Sparlare del capo su Whatsapp non è reato

Parlare male del capo su Whatsapp può portare al licenziamento? La Sezione Lavoro della “Suprema” ha stabilito infatti giurisprudenza attiva sul tema

Mentiremmo se dicessimo che questa domanda non ce la siamo mai posta in tanti: parlare male del capo su Whatsapp può portare al licenziamento? Una recente pronuncia della Cassazione fa luce su un quesito giuridico che interessa molti e il sunto di quella sentenza è che no, sparlare di un superiore o del datore di lavoro in una chat che però sia estranea all’ambiente lavorativo “non ha rilievo disciplinare”. Ne consegue che non può costare il posto di lavoro al dipendente. 

Che succede a parlare male del capo su Whatsapp

La Sezione lavoro della “Suprema” ha stabilito infatti giurisprudenza attiva sul caso di un licenziamento adottato “per giusta causa” del 2017. In fascicolo ci finì il comandante delle guardie giurate di Udine e dipendente di una società di vigilanza privata, la Italpol Spa. In un chat privata costui aveva sparlato del suo capo con un collega ma lasciando tracce nel Pc dell’ufficio. L’uomo era stato licenziato anche per motivi concomitanti ma non attinenti il merito della vicenda poi finita dagli “Ermellini”. 

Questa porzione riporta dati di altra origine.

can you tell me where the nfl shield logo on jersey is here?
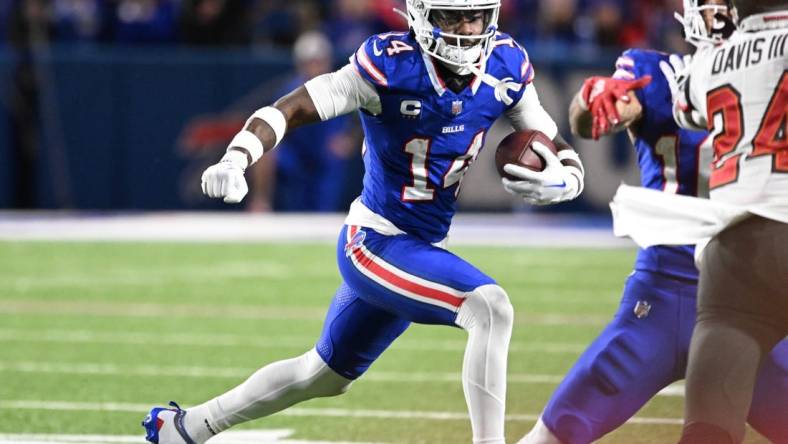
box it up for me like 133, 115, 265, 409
633, 300, 652, 319
451, 100, 463, 115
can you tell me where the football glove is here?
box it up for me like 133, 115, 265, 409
659, 54, 706, 130
501, 143, 583, 206
201, 149, 249, 204
578, 75, 652, 140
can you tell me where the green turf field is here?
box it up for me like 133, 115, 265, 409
0, 242, 771, 443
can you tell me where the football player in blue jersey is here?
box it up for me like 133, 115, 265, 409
142, 1, 585, 443
519, 1, 788, 443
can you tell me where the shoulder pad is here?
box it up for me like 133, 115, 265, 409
615, 48, 672, 79
618, 49, 680, 129
488, 33, 534, 85
350, 32, 415, 88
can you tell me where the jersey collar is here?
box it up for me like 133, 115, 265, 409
422, 53, 484, 97
739, 10, 788, 32
423, 53, 448, 96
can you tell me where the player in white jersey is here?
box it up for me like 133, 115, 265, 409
664, 0, 788, 442
141, 1, 585, 443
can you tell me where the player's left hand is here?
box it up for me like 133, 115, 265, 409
500, 144, 582, 206
578, 75, 652, 140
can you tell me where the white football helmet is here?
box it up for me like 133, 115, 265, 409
676, 0, 737, 46
404, 0, 501, 74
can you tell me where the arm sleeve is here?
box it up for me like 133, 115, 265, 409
504, 83, 558, 139
304, 64, 382, 121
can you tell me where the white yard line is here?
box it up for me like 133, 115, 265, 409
0, 430, 379, 444
0, 435, 142, 444
0, 328, 586, 354
0, 262, 302, 289
0, 212, 631, 248
0, 300, 609, 326
0, 400, 682, 425
0, 360, 563, 383
0, 360, 685, 397
0, 300, 329, 321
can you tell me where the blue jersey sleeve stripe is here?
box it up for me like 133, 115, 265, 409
615, 55, 635, 69
614, 55, 636, 77
522, 64, 535, 84
354, 45, 388, 87
613, 68, 636, 80
514, 39, 532, 84
492, 37, 516, 49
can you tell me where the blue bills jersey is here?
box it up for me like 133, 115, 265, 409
351, 31, 534, 243
613, 49, 710, 281
538, 49, 788, 444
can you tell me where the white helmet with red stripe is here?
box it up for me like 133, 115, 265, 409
404, 0, 501, 74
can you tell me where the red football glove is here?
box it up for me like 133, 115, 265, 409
578, 75, 652, 140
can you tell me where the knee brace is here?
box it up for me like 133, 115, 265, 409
455, 284, 514, 333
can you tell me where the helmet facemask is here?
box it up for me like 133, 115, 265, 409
404, 0, 501, 75
676, 0, 737, 47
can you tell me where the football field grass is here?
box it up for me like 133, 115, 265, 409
0, 241, 772, 443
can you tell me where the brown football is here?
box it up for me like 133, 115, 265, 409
495, 130, 557, 179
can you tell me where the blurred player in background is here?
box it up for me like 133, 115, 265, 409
143, 1, 585, 443
248, 31, 361, 212
520, 1, 788, 443
661, 0, 788, 442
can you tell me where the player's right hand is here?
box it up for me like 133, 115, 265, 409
578, 75, 652, 139
659, 54, 691, 110
659, 54, 706, 130
501, 144, 582, 206
201, 150, 249, 204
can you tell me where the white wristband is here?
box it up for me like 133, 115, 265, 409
227, 106, 288, 167
220, 149, 250, 170
249, 106, 287, 148
228, 131, 264, 165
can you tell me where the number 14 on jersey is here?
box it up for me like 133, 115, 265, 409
402, 131, 485, 202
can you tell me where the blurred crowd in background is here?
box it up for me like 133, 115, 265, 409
2, 0, 691, 55
1, 0, 692, 213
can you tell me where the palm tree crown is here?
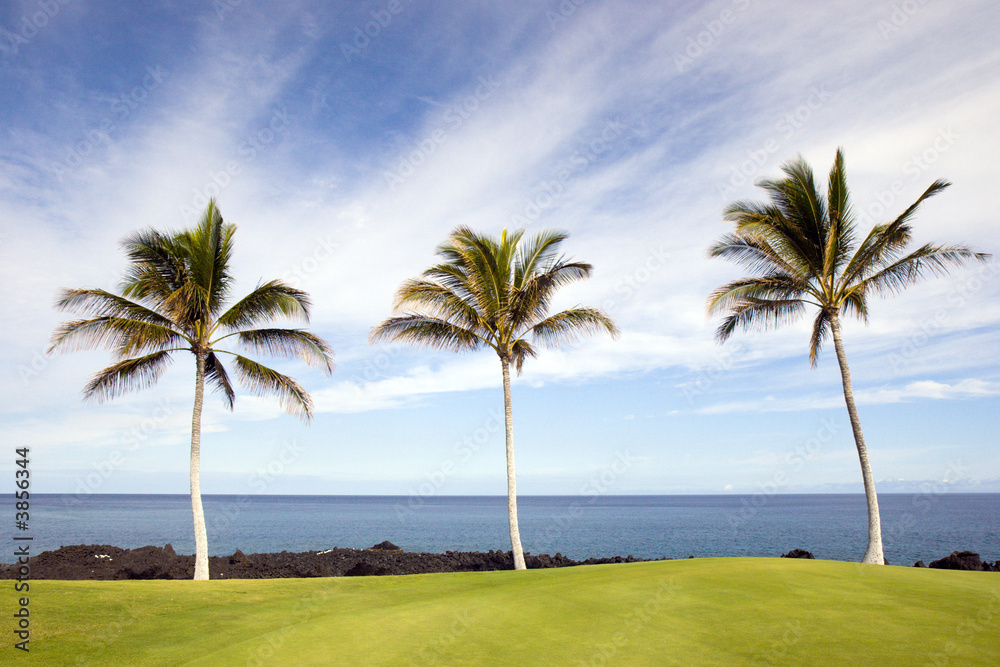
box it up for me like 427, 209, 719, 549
371, 226, 618, 368
708, 148, 988, 362
707, 148, 989, 563
50, 200, 334, 415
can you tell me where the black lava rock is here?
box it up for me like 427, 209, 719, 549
781, 549, 815, 559
928, 551, 998, 572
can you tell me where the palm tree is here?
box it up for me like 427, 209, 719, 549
49, 200, 334, 580
370, 226, 618, 569
707, 148, 989, 564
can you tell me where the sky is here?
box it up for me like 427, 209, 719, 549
1, 0, 998, 498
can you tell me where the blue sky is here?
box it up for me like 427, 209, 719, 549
1, 0, 998, 497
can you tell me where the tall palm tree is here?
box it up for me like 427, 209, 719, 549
707, 148, 989, 564
370, 227, 618, 570
49, 200, 334, 580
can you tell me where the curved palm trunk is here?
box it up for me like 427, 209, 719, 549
501, 357, 526, 570
191, 351, 210, 580
829, 314, 884, 564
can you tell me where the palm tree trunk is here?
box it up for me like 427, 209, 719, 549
829, 313, 884, 565
190, 350, 210, 580
501, 356, 526, 570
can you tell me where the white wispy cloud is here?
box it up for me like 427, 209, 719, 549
697, 378, 1000, 415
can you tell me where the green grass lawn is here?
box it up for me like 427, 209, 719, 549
5, 558, 999, 666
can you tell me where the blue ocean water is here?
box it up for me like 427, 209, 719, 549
11, 493, 999, 566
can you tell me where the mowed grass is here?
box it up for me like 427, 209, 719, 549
7, 558, 999, 666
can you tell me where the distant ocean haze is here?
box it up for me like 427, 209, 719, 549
16, 493, 999, 567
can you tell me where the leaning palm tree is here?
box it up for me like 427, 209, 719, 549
49, 200, 334, 580
371, 227, 618, 570
707, 148, 989, 564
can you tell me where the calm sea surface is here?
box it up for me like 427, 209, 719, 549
12, 493, 999, 566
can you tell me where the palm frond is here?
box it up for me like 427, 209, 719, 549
369, 315, 487, 352
120, 229, 188, 312
514, 229, 569, 289
178, 199, 236, 318
394, 279, 482, 332
82, 351, 174, 403
839, 179, 950, 287
530, 307, 619, 348
230, 329, 335, 375
713, 298, 806, 342
508, 338, 537, 375
774, 156, 828, 253
54, 289, 178, 327
231, 355, 313, 422
421, 263, 477, 305
859, 244, 990, 296
205, 351, 235, 410
707, 276, 811, 316
722, 208, 818, 279
459, 228, 510, 318
839, 287, 869, 324
217, 280, 311, 330
49, 317, 187, 357
807, 309, 831, 367
824, 148, 856, 277
707, 233, 800, 277
511, 261, 593, 329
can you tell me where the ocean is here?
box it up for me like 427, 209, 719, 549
12, 493, 999, 566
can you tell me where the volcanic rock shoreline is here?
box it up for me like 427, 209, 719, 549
2, 544, 995, 580
0, 542, 648, 580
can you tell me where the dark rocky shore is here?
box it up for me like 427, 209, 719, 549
2, 544, 995, 580
780, 548, 999, 571
0, 542, 648, 580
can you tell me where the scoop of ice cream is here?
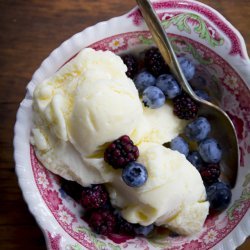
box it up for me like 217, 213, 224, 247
107, 142, 209, 235
31, 48, 142, 185
33, 48, 142, 153
69, 76, 143, 156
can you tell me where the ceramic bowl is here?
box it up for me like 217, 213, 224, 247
14, 0, 250, 249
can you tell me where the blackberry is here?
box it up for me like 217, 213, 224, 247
104, 135, 139, 169
61, 179, 84, 201
88, 209, 116, 235
121, 54, 138, 79
144, 47, 169, 77
173, 92, 199, 120
81, 184, 108, 210
200, 163, 221, 184
116, 214, 135, 236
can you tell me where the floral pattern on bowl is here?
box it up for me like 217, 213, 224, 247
128, 0, 248, 58
14, 0, 250, 249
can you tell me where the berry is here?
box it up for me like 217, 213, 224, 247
173, 92, 199, 120
81, 184, 108, 210
121, 54, 138, 79
104, 135, 139, 169
88, 209, 116, 235
155, 74, 181, 99
116, 214, 135, 236
200, 163, 221, 184
185, 117, 211, 141
198, 138, 222, 163
194, 89, 210, 101
61, 179, 83, 201
122, 162, 148, 187
169, 231, 180, 237
134, 71, 156, 93
177, 57, 195, 81
144, 47, 169, 77
142, 86, 166, 109
206, 182, 232, 211
170, 136, 189, 156
187, 151, 203, 170
134, 224, 154, 236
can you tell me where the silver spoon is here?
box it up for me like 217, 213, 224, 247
136, 0, 239, 187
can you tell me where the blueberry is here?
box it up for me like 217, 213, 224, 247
185, 117, 211, 141
178, 57, 195, 81
134, 224, 154, 236
194, 89, 210, 101
122, 162, 148, 187
170, 136, 189, 156
142, 86, 165, 109
198, 138, 222, 163
155, 74, 181, 99
206, 182, 232, 211
187, 151, 203, 170
134, 71, 156, 93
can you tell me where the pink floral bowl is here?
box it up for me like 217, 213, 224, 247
14, 0, 250, 249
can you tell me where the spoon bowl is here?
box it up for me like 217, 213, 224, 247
136, 0, 239, 187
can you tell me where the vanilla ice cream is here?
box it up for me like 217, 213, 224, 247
130, 103, 187, 145
107, 142, 209, 235
31, 48, 208, 235
31, 48, 144, 185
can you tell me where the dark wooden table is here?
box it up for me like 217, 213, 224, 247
0, 0, 249, 249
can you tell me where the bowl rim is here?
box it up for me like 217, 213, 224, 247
14, 0, 250, 249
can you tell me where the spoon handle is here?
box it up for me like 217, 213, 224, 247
136, 0, 195, 97
136, 0, 239, 188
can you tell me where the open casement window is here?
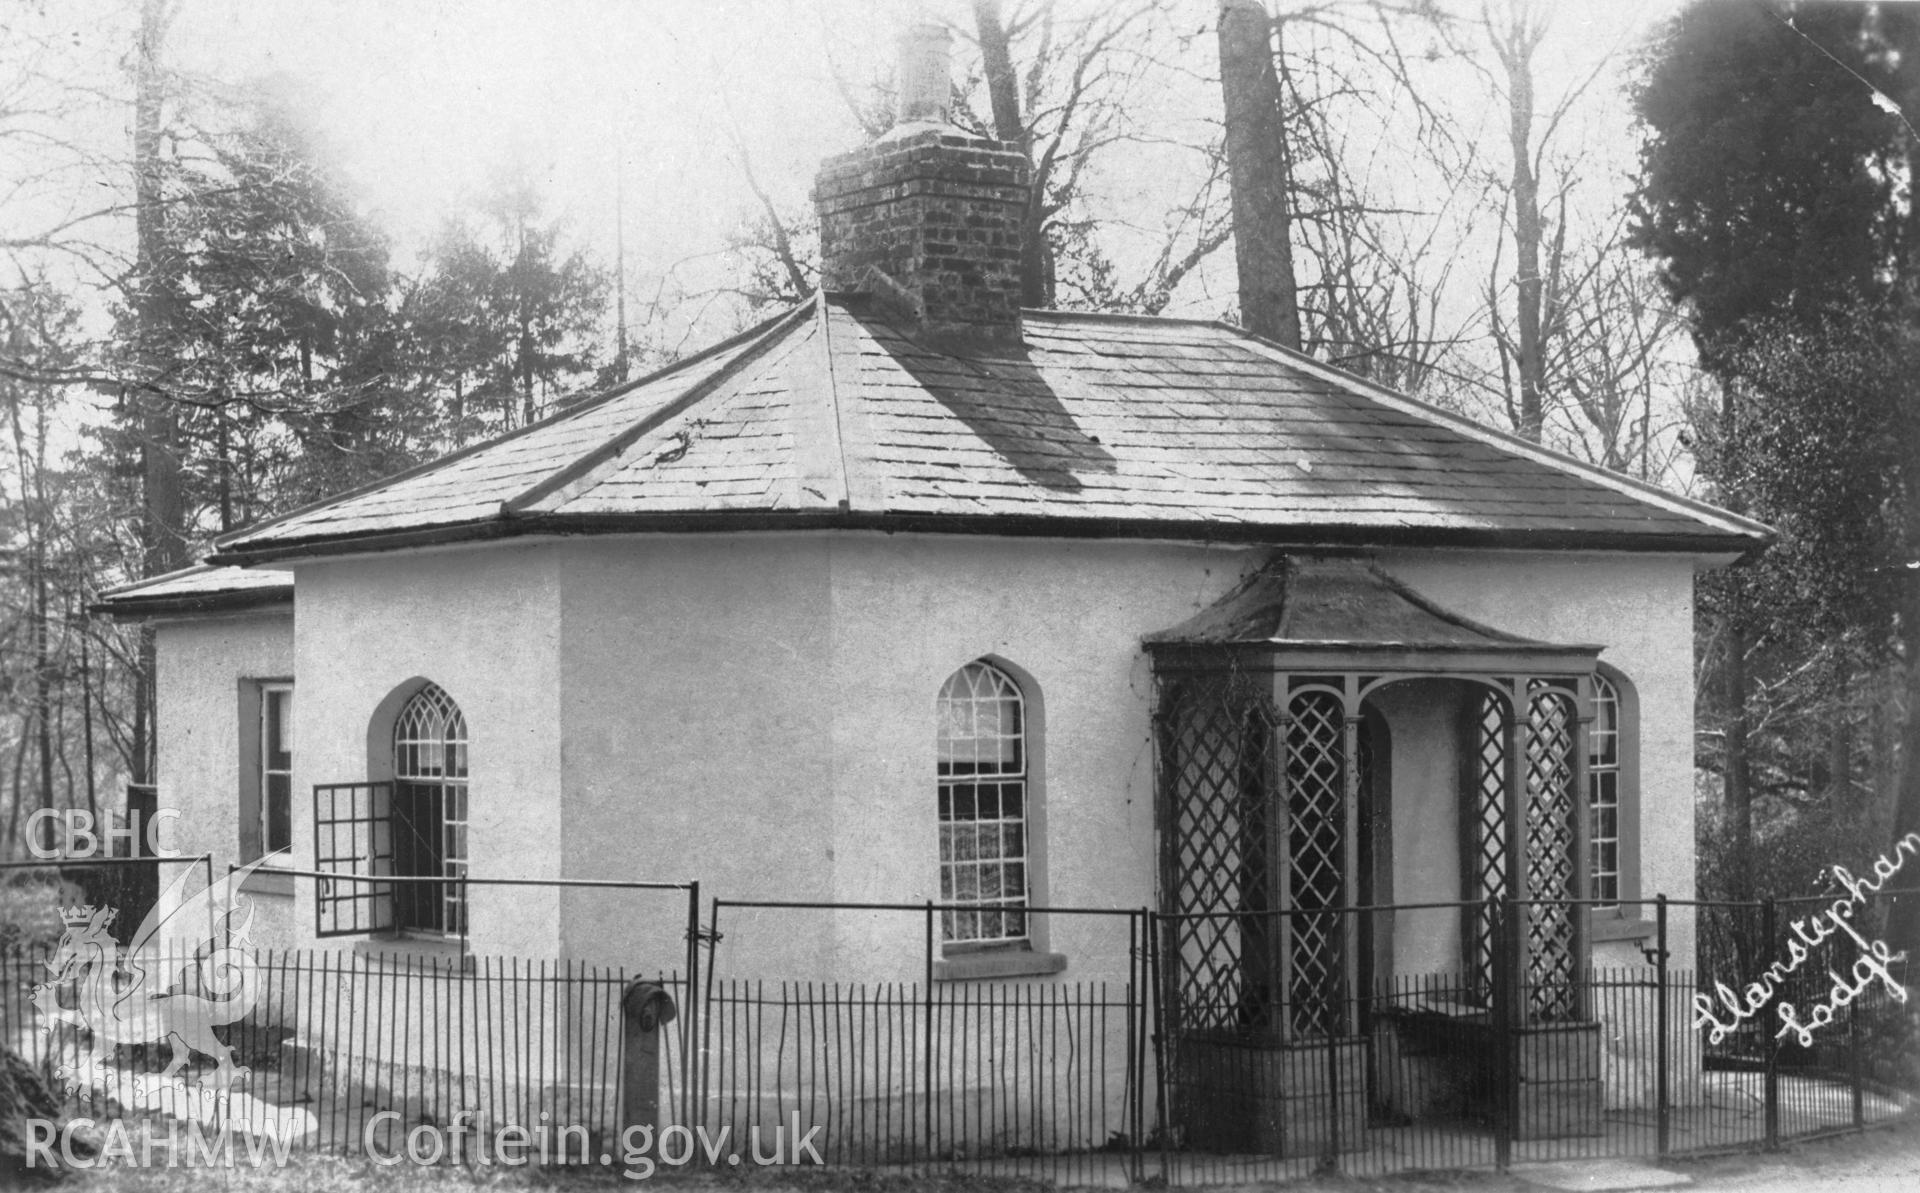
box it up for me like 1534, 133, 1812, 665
937, 661, 1029, 949
311, 682, 469, 939
314, 781, 394, 936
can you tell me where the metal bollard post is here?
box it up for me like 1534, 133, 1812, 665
621, 980, 679, 1138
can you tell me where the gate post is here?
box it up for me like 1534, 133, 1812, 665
1761, 898, 1779, 1150
621, 980, 678, 1139
1491, 896, 1514, 1170
1656, 895, 1671, 1156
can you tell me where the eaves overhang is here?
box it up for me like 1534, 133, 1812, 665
92, 564, 294, 623
205, 507, 1770, 569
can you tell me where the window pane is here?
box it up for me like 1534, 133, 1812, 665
976, 784, 1000, 820
265, 690, 292, 768
266, 775, 292, 853
975, 823, 1001, 860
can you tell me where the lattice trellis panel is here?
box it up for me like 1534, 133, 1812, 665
1469, 691, 1509, 1002
1285, 689, 1345, 1039
1524, 683, 1579, 1022
1160, 681, 1278, 1033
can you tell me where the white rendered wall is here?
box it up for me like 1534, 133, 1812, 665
152, 609, 297, 944
287, 543, 565, 959
554, 532, 1261, 982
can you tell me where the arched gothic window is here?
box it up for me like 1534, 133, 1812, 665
392, 682, 469, 935
1588, 672, 1629, 907
937, 661, 1028, 948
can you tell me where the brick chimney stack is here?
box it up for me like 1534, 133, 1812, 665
813, 23, 1031, 344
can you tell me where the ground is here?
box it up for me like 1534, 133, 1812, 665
56, 1116, 1920, 1193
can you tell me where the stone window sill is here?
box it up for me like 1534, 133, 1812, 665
354, 934, 474, 972
933, 950, 1067, 982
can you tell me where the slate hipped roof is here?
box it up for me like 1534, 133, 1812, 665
93, 563, 293, 619
207, 292, 1769, 566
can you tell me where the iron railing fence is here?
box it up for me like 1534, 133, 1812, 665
1691, 886, 1920, 1155
5, 940, 691, 1166
3, 891, 1916, 1182
696, 900, 1156, 1185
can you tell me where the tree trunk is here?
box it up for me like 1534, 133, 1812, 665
1884, 0, 1920, 955
135, 0, 184, 579
80, 630, 98, 824
1216, 0, 1301, 349
1492, 4, 1547, 442
973, 0, 1053, 308
1884, 500, 1920, 960
131, 0, 182, 791
1723, 609, 1754, 903
32, 503, 53, 854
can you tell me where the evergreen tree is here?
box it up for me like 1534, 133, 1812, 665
1630, 1, 1920, 918
400, 167, 609, 445
102, 74, 413, 535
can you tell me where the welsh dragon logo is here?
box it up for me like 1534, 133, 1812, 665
31, 857, 275, 1096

Sparlare non significa violare le regole

E su quello specifico aspetto la Suprema Corte ha deciso che parlare male, “anche con giudizi pesanti e lesivi, del presidente e degli amministratori delegati della società per cui si lavora non è una condotta in sé idonea a violare i doveri di correttezza e buona fede. Il dipendente che esprime valutazioni negative e dal contenuto discutibile sui vertici aziendali non incorre dunque in sanzioni disciplinari, né tanto meno perde il posto”. Il pronunciamento era già emerso nel merito del secondo grado ma la società aveva adito la Cassazione, vedendosi confermare il torto giuridico.